Unsurprisingly, refugees and internally displaced people (IDPs) are uniquely vulnerable to disease and illness. Anyone who has gotten sick while traveling knows that the challenges of getting care are compounded by a lack of knowledge of the community you find yourself in. In the case of today’s more than 122 million war refugees or displaced people, stigma and harassment are frequent travel companions. According to one meta-analysis, more than one-fifth of refugee and IDP women have experienced some form of sexual violence while living in displacement settings. A study of more than 500 immigrants and refugees in Italy found that nearly half experienced physical violence, sexual abuse, harassment, or workplace discrimination.

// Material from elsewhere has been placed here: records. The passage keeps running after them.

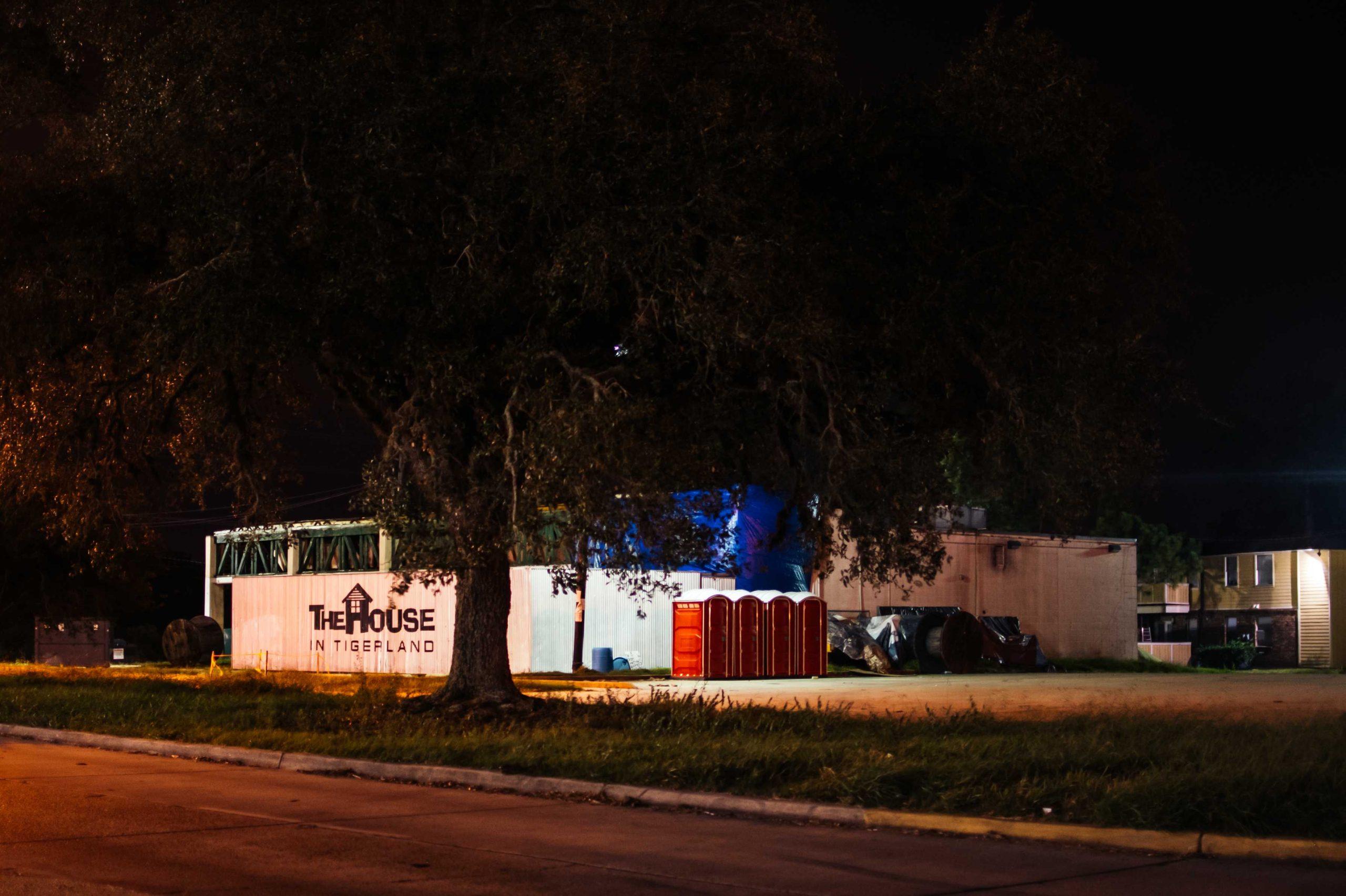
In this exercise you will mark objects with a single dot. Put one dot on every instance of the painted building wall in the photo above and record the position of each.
(1076, 595)
(302, 622)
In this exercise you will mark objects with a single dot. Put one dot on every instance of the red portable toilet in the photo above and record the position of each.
(702, 622)
(746, 637)
(811, 635)
(778, 638)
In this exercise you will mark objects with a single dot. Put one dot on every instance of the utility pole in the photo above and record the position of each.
(580, 587)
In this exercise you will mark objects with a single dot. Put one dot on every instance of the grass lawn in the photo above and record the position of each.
(1286, 778)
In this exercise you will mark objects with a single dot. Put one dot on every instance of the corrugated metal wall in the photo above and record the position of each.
(636, 627)
(1314, 611)
(273, 614)
(1076, 595)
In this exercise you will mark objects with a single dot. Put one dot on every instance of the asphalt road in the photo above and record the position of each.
(87, 821)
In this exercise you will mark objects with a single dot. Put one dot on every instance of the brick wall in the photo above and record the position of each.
(1282, 634)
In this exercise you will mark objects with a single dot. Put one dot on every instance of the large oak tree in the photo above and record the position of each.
(587, 255)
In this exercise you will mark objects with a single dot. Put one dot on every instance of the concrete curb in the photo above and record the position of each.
(1150, 841)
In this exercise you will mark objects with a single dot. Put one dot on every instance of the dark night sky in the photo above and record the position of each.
(1244, 109)
(1241, 108)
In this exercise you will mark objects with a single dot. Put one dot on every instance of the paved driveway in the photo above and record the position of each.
(1045, 695)
(85, 821)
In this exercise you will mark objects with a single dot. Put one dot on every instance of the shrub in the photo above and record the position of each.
(1236, 654)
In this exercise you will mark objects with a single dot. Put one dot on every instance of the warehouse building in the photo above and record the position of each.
(321, 596)
(1077, 595)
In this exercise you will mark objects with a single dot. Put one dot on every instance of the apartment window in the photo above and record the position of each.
(1263, 571)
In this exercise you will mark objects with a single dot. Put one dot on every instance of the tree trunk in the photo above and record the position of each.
(580, 589)
(481, 647)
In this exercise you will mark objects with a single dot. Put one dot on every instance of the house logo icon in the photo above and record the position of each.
(359, 615)
(357, 609)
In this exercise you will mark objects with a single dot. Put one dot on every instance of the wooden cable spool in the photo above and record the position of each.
(189, 642)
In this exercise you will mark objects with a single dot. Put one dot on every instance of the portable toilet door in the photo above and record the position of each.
(746, 642)
(702, 635)
(811, 635)
(778, 638)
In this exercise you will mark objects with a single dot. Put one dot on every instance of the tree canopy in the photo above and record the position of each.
(1162, 556)
(580, 255)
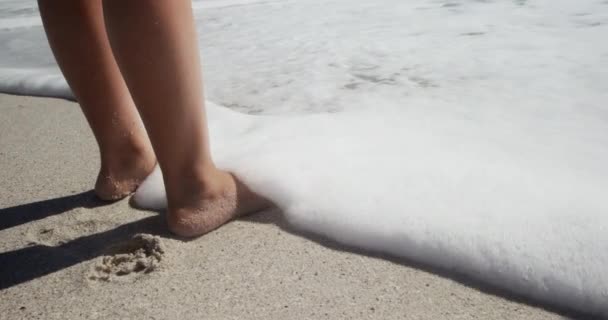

The stories that extremist politicians tell about migrants — think of Donald Trump’s tall tale of supposedly dog- and cat-eating Haitians in Springfield, Ohio — distract us from the social problems such politicians seem unwilling to deal with like loneliness and poverty. Displaced persons lack political clout and voting power in places that host them and, in actual war zones, fighters rarely respect shelters and camps designated for their survival.
For people who flee their homes, the basic boring stuff is lacking, too. Only 35% of refugees have clean drinking water where they live, while less than a fifth of them have access to toilets. Imagine how that would affect all of the higher-order things you value in your life, including gatherings with people you care about, if you couldn’t even find a decent place to wash your hands or brush your teeth!